To jedno słowo „nierzeczywistość” — tytuł książki Kazimierza Brandysa, wydanej konspiracyjnie poza cenzurą, 1977 — najcelniej oddaje istotę komunizmu. W tym systemie, jak bodaj w żadnym innym, wszystko było kreowane przez państwo NA NIBY: określenie ustroju jako demokracji, konstytucja gwarantująca wolności jedynie na papierze, władza ludu pracującego (gdy rządził tuzin bonzów z Biura Politycznego PZPR), udawana wielopartyjność w sejmie, papierowość jego uprawnień, „wolne” wybory, w których 99% głosowało na komunistów, osiągnięcia produkcyjne tzw. przodowników pracy. Był też imponujący wskaźnik dochodu narodowego, ale wydmuchiwał go w górę nie wzrost produkcji dla ludzi, lecz prestiżowe a chybione inwestycje, w tym produkcja uzbrojenia, pokrywaną znacząco z zachodnich kredytów. Tylko tam, gdzie partia, pod naciskiem społeczeństwa, ograniczyła swe interwencje, jak w Polsce Gomułki, pewne rzeczy stawały się prawdziwsze: muzyka, malarstwo, cienkie aluzje polityczne w kabaretach. Ciepłe słowo należy się też takim instytucjom, jak Kluby Prasy i Książki z autentyczną prasą zachodnią, a na innym biegunie — tanie bary mleczne z autentycznie smakowitą kaszą gryczaną itp. Ale to było wtedy gdy komunizm w Polsce po trochu odstępował od swej postaci klasycznej, zdefiniowanej przez Marksa i Lenina.

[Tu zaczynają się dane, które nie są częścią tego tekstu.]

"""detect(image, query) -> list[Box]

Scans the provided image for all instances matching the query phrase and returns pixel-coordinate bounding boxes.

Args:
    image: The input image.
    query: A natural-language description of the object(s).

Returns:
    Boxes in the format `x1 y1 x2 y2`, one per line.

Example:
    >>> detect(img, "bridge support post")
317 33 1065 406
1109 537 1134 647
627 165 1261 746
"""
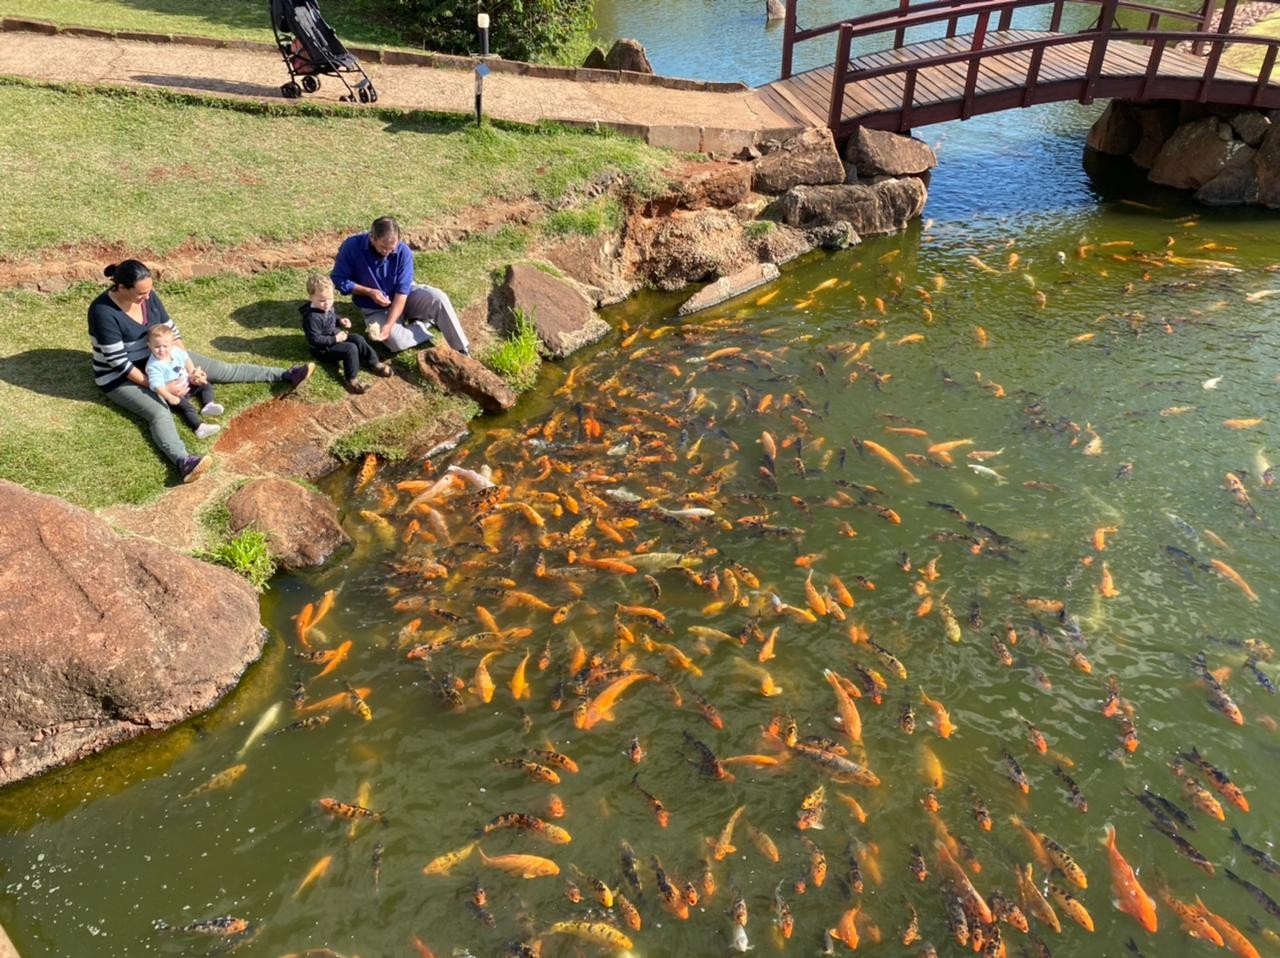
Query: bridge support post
1082 0 1121 104
828 23 854 135
782 0 799 78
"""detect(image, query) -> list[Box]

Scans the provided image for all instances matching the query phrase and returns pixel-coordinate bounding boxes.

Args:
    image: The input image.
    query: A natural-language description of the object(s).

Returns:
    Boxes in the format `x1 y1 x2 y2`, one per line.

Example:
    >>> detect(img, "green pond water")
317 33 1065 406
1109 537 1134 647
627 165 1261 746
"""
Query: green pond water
5 6 1280 958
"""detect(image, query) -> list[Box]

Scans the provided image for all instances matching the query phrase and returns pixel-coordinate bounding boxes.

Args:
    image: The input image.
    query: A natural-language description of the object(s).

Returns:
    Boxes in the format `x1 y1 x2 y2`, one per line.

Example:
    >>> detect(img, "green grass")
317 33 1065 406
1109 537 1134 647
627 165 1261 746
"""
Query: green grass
1223 13 1280 73
0 82 669 258
479 307 543 392
198 528 276 590
0 0 410 48
542 196 624 238
330 391 477 461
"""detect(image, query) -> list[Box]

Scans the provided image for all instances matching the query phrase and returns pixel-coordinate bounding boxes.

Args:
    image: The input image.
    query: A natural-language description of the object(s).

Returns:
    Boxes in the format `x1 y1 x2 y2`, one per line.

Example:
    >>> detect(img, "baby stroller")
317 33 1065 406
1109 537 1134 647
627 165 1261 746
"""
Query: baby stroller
270 0 378 103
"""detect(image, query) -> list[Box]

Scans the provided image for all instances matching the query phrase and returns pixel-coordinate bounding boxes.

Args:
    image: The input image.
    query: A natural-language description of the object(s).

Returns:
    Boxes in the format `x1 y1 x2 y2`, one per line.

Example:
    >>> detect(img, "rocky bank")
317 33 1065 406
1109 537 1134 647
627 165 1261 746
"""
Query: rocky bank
1087 98 1280 206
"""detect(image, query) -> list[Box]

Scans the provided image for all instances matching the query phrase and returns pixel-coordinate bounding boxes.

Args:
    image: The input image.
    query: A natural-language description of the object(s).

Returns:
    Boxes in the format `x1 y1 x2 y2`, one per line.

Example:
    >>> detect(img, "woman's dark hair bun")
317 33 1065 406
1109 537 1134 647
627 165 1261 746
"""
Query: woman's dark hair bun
104 259 151 288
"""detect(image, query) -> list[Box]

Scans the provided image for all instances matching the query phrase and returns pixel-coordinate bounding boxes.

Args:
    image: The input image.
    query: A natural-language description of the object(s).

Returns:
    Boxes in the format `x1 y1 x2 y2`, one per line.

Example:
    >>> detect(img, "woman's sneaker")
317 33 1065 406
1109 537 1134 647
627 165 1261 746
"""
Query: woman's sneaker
345 380 371 395
195 423 222 440
178 455 210 483
200 402 224 417
283 362 315 388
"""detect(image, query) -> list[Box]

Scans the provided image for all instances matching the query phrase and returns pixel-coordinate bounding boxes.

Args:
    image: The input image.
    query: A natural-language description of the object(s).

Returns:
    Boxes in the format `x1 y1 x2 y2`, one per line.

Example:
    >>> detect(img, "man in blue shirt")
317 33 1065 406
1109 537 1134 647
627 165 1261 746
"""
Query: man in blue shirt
330 216 470 355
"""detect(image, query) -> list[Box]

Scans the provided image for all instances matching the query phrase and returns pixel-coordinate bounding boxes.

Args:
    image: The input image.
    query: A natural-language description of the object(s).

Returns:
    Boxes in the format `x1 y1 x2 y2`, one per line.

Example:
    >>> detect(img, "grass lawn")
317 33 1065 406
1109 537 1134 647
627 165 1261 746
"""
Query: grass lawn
1223 12 1280 74
0 0 409 49
0 81 668 259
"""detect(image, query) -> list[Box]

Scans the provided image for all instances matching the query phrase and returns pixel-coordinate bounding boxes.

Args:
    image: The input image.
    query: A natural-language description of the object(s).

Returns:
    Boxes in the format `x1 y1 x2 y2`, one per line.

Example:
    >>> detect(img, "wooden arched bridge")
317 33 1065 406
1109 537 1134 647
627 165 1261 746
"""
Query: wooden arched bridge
759 0 1280 137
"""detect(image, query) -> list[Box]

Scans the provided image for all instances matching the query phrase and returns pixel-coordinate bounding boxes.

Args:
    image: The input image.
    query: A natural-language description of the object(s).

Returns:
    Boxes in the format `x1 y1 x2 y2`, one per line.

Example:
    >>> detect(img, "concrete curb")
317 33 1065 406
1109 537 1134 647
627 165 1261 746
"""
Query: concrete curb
0 17 749 94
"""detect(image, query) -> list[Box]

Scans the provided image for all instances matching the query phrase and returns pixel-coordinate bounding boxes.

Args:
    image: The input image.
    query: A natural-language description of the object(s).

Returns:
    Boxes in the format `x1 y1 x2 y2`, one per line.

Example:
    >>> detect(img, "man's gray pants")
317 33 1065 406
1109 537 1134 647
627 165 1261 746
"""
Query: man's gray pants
361 283 469 354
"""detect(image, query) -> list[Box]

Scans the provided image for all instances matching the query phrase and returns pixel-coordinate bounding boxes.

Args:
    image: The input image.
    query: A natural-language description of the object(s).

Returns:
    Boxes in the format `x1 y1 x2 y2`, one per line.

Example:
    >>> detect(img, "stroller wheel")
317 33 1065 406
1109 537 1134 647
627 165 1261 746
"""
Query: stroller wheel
357 86 371 104
367 86 378 104
281 81 302 99
301 75 320 94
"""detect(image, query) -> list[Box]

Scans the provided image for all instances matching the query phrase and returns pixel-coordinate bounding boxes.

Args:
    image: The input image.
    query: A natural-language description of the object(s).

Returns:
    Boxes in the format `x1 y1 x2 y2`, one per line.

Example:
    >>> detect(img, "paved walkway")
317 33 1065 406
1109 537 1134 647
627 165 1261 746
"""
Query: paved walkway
0 29 807 152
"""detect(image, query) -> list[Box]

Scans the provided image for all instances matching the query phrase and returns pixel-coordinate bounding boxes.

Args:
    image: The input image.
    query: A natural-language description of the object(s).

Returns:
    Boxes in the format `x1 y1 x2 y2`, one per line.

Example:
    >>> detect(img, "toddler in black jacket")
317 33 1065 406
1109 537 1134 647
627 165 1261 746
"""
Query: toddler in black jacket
300 273 393 394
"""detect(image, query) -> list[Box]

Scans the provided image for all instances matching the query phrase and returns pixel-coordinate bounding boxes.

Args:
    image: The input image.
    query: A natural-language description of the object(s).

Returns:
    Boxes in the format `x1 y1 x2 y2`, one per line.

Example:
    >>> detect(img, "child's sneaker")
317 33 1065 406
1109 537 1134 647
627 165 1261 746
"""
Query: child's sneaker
345 380 371 395
372 363 394 378
178 455 210 483
200 402 224 417
195 423 222 440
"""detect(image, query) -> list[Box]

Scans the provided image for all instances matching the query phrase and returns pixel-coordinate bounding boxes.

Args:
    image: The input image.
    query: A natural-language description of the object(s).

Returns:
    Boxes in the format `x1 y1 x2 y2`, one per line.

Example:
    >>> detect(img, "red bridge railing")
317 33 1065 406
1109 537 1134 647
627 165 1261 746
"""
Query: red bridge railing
780 0 1280 135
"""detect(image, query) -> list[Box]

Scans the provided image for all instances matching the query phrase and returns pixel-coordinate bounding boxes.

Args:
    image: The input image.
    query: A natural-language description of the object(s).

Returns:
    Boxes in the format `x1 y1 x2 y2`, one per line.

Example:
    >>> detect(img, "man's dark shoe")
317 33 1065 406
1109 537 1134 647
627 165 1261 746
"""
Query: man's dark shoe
346 379 371 395
178 455 210 484
284 362 315 388
372 363 394 378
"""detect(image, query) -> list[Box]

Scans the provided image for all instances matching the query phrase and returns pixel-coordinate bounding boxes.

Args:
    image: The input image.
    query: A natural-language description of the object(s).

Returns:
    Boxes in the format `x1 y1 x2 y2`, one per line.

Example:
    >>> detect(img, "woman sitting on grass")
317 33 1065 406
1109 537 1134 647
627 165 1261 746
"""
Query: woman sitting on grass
88 260 314 483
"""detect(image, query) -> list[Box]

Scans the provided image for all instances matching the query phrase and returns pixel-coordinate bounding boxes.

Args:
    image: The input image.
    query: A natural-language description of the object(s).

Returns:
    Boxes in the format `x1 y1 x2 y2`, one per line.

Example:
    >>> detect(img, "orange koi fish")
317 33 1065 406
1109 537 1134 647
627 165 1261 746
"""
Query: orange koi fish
473 651 498 703
1099 562 1120 598
293 854 333 898
583 672 658 729
1197 898 1261 958
1210 559 1259 601
1102 824 1158 933
918 689 955 738
510 650 532 701
824 668 862 743
477 848 560 879
315 640 352 679
860 439 919 484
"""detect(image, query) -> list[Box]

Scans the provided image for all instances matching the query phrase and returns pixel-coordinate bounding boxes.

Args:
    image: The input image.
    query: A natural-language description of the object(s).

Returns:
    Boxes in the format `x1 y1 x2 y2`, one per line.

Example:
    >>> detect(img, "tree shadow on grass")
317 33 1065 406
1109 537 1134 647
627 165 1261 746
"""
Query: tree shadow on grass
0 348 99 402
206 333 307 361
230 299 361 332
113 0 406 48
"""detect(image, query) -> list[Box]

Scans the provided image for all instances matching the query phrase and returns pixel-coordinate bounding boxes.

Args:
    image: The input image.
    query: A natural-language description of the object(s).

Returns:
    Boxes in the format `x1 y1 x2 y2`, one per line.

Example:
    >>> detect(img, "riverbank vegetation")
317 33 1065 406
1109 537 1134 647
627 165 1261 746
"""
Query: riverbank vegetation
0 79 672 508
0 0 596 63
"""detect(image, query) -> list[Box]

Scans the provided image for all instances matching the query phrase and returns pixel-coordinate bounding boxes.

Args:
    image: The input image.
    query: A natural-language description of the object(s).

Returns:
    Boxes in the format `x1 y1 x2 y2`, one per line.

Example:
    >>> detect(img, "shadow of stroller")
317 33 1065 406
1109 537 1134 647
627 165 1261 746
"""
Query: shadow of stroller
131 73 285 99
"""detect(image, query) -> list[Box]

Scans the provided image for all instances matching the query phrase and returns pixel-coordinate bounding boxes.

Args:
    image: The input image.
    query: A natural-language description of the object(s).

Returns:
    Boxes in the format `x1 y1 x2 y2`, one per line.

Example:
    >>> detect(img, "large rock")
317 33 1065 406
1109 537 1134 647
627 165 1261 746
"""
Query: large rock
623 207 755 290
645 161 754 214
845 127 937 177
1230 110 1271 147
226 478 350 571
1255 118 1280 207
766 0 787 19
604 38 654 74
752 128 846 194
1130 102 1180 169
1086 99 1140 155
1148 117 1241 189
0 481 264 786
494 263 610 359
417 345 518 412
1195 149 1259 206
678 262 781 315
778 178 927 235
581 46 607 70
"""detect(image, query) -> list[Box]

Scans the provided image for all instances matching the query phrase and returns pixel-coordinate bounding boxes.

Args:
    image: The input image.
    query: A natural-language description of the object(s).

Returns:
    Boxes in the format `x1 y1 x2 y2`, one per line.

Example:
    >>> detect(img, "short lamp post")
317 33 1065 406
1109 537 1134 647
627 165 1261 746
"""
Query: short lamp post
475 12 491 127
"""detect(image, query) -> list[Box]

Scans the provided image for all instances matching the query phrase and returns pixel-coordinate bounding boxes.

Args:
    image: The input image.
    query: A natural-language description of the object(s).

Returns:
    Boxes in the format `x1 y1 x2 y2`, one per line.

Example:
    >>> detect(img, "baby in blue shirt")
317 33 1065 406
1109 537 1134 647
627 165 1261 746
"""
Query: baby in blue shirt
146 325 223 440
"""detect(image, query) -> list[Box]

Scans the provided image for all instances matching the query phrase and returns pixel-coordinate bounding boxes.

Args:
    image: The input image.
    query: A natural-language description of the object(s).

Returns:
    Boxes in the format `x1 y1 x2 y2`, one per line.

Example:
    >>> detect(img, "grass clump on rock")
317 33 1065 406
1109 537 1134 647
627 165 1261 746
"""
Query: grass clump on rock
199 528 276 591
481 307 543 392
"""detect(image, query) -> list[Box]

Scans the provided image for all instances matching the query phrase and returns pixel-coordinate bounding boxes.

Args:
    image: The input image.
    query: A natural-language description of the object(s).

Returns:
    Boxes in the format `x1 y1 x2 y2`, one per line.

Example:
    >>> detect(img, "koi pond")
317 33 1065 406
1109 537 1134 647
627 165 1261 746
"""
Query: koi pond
4 8 1280 958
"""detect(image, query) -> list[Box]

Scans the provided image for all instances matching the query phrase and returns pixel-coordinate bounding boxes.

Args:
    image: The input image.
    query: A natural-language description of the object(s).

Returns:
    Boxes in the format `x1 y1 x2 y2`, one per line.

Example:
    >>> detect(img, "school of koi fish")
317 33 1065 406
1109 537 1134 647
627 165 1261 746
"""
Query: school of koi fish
156 233 1280 958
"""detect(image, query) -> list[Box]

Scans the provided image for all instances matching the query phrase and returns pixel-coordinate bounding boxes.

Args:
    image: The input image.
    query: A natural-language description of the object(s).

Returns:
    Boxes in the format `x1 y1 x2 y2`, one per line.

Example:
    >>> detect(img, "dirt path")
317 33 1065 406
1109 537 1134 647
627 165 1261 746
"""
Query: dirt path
0 28 802 150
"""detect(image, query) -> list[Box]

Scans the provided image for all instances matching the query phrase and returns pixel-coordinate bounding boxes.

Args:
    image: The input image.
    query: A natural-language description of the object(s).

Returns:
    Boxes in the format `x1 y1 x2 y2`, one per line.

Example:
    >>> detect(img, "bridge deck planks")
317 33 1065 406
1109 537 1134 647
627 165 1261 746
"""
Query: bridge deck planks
763 29 1260 130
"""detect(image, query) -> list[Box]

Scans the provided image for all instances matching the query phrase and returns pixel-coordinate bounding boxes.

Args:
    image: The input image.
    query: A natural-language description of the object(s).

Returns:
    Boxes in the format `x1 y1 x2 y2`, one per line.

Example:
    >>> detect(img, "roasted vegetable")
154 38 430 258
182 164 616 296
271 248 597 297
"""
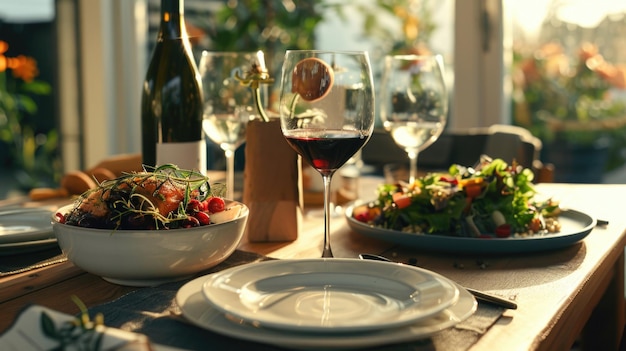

Tylko ten, kto ogarnie rozmiar i naturę owej fikcji, jest w stanie zrozumieć, dlaczego komunizm skazany był na upadek. I wyciągnie stąd morał ogólniejszy na temat praw życia społecznego: w jakim sposobie życia są zarodki rozwoju, a w jakim zapowiedź upadku. Konstrukcja, która udaje budowle z granitu, a zbudowana jest z pomalowanej na granit tektury musi się rozpaść pod naporem otaczającej ją rzeczywistości. Ale bardzo nieliczni, nawet wśród renomowanych ekspertów zachodnich, byli na tyle przenikliwi, by odróżniać taką fikcję od realności.
Nie będziemy się więc dziwić, że taka niemożność rozpoznania cechowała ludzi młodych. Młodość nie ugina się pod ładunkiem wiedzy, mniej więc ma danych do analiz politycznych niż wytrawni eksperci. Zarazem, pragnie rewolucyjnych uniesień i buntów, a jednocześnie potrzebuje wskazań, przeciw komu i czemu ma się buntować. Te mogą pochodzić od samorodnych młodzieżowych przywódców, jak też od starych graczy politycznych z demagogicznym zacięciem. To drugie to był przypadek ustrojów prosowieckich, w tym PRL-u.